After his bogey on the 1st hole, he made birdies on 5 and 6. That was the point that he knew that he was in the zone. But interestingly, instead of describing it as a mind-state, he described it as a feeling:
“Probably when I rolled the putt in for birdie on the 6th hole. I birdied 5 to get back to even par. And then I birdied 6 to get under par for the day, and I thought, this feels good.”
“Once I improved on my score from yesterday in terms of I was 6. Once I got to 7, I felt like, okay, this time I feel good. I can get to 8. I can get to 8, 9, 10, 11, 12.”
And this was interesting. He was asked if he did any sort of pre-round preparation such meditation or visualization exercises and it came out that he’s using a two-word trigger this week before each shot:
“Yeah, I just take it as I feel it. I’ve got a couple little words, trigger words that I’m using this week, that I sort of keep telling myself in my head when I’m on my way around the golf course, when I’m just about to hit it, go into a shot. But that’s really it. That’s as complex as it gets in my head.”
“I’m just really trying to stick to my game plan and stick to — keep telling myself these couple of words that I keep reciting in my head. And that’s really it. Whether I’m one shot in the lead or ten shots in the lead or whatever it is, I’ll just keep trying to do the same thing.”
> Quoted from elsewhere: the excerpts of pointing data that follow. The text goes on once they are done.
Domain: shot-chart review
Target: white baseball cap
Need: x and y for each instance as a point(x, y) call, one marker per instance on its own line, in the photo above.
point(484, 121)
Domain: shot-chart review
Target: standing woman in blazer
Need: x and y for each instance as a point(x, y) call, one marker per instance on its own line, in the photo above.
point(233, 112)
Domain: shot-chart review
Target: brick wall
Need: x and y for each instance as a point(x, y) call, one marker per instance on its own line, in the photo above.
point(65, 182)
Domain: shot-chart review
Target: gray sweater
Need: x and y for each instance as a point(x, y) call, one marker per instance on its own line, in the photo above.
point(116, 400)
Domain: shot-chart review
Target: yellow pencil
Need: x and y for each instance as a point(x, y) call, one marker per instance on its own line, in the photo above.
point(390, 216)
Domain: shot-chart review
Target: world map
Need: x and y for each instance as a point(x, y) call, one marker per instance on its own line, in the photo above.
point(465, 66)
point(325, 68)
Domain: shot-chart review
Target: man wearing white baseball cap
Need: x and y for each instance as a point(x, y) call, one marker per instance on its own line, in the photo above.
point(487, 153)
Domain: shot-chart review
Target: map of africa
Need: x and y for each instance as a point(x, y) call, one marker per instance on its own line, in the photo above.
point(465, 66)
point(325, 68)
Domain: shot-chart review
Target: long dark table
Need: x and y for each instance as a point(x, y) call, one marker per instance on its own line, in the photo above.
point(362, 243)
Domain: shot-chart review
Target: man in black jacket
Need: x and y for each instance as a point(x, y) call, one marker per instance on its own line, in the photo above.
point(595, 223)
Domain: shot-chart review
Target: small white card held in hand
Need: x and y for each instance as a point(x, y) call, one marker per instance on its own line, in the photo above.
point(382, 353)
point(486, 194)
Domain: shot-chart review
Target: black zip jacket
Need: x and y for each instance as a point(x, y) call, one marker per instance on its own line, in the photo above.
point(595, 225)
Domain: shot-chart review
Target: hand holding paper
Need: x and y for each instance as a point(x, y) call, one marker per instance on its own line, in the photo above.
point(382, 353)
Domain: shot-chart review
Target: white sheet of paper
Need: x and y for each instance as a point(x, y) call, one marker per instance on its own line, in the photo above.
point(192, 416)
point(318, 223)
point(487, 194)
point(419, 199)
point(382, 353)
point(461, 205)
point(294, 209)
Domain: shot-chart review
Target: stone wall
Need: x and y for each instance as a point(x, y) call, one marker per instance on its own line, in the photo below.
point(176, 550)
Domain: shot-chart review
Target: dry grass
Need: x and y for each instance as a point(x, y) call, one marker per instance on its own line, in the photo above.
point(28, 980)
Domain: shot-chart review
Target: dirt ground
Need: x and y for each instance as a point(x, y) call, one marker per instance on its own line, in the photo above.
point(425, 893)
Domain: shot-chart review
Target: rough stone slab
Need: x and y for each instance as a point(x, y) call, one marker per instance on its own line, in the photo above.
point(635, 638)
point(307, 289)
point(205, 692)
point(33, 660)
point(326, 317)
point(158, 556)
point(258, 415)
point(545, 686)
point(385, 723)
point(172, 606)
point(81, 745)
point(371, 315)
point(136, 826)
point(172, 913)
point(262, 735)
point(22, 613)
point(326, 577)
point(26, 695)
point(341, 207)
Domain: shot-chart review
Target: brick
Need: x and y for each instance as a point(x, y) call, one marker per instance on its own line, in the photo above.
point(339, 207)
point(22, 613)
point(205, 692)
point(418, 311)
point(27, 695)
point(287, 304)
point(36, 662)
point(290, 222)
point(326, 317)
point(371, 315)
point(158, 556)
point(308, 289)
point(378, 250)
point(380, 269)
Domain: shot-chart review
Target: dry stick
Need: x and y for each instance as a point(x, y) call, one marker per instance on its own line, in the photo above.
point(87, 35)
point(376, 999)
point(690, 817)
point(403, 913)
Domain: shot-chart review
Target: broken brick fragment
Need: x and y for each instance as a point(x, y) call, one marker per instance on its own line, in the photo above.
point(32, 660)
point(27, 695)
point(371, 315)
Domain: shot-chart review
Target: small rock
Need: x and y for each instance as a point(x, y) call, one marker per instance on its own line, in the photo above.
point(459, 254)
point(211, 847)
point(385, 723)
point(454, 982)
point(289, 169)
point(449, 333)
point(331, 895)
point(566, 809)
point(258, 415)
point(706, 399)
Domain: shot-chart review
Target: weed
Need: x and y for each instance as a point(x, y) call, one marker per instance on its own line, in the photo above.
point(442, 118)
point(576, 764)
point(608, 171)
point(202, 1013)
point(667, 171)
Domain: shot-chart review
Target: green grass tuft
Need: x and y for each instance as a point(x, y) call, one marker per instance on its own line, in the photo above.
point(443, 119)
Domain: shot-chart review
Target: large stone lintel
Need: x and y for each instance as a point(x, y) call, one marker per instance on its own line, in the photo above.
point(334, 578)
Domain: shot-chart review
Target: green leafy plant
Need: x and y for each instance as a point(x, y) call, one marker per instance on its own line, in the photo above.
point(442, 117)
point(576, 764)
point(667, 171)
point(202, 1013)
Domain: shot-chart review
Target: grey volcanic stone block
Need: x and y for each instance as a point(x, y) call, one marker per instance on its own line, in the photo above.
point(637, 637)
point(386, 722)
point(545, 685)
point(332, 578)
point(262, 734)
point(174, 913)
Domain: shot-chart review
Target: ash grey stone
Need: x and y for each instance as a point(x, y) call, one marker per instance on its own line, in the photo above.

And then he took one last stab at distilling this whole conversation about just what the zone is:
“People call it the zone, people call it whatever. It’s just a state of mind where you think clearly. Everything seems to be on the right track. I’ve always said, whenever you play this well, you always wonder how you’ve played so badly before. And whenever you’ve play so badly, you always wonder how you play so well.”
“Golf is a very fickle game. I’m happy where my game is at the minute, and hopefully I can just keep up the solid play for another couple of days.”
Yeah, but will he tell us the two words?
“I’ll tell you on Sunday, hopefully.”
You know what this means, of course. Now we have to watch Sunday’s finish.